Teams of field techs went out looking for clues that had nothing to do with outcrops of shining golden metal: They collected water samples that might show elevated copper, mercury or arsenic, other metals than gold that went into solution in the geothermal waters, and were then leached from the deposit by groundwater. They mapped permeable formations, and collected samples of sand and soil. 

But the strangest thing they collected was plants. Imagine hunting for gold by snipping the growth tips from sage, jimson, and timothy grass, carefully mapping the collection sites, and returning them to the lab to be reduced to ash so the ash could be assayed.
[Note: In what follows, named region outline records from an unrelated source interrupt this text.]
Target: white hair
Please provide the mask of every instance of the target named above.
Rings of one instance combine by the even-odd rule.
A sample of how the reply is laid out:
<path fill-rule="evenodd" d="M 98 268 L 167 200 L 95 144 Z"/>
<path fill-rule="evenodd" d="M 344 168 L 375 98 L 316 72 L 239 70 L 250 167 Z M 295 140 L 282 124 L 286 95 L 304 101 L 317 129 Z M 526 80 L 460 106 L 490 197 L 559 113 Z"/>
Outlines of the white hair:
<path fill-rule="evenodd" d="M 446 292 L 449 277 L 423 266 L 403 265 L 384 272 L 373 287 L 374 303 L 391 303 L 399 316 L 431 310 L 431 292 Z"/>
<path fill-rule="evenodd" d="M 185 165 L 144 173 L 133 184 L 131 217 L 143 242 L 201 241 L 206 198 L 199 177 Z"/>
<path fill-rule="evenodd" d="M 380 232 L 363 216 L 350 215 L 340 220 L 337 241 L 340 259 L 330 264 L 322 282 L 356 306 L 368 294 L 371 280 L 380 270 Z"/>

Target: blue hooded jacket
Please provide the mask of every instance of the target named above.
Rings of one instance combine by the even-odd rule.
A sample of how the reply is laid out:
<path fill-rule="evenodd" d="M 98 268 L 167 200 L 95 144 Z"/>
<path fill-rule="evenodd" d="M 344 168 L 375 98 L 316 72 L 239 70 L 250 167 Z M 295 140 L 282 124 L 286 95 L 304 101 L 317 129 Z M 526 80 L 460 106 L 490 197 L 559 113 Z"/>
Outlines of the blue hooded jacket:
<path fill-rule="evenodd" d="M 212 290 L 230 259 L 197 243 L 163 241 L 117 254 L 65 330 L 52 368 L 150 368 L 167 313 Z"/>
Other plants (such as Astragalus or "loco weed") are themselves bio-indicators of metal in the soil, and could be logged without sampling.

The resulting data from field logs and water, soil, and plant assays, collected by dozens of field techs, was sent to a central office to be mapped by the single mapping geologist. Me.

One of those field tech reports prompted my entry for the Carrot Ranch Flash Fiction Challenge this week.

March 18, 2015 prompt: In 99 words (no more, no less) write a story to reveal a character's symptoms. It can be something the character is oblivious to, or terrified about. It can be a character concerned for a pet or a motorcycle. The symptoms can be what ails society. Go where the prompt leads. Or sleep on it, and see what a dream brings to you!

I'm happy to share the slightly-fictionalized account with you. __________________________________


Bad Weed


Bob dumped his field pack by the campfire, gently so the water vials in it wouldn't break, and rotated his paper log away from any sparks.

"George," he observed, "I don't know what's got into you! You been dragging and jerking around all day!" George rolled an eye at his partner, and stood mute.

"Better believe I'm logging your antics. We'll see what the home office thinks about your gold-bricking!"

Bob's notes about his horse George's symptoms would provide vital clues to the location of loco weed plants. Loco weeds fix arsenic, an indicator element for distributed gold deposits.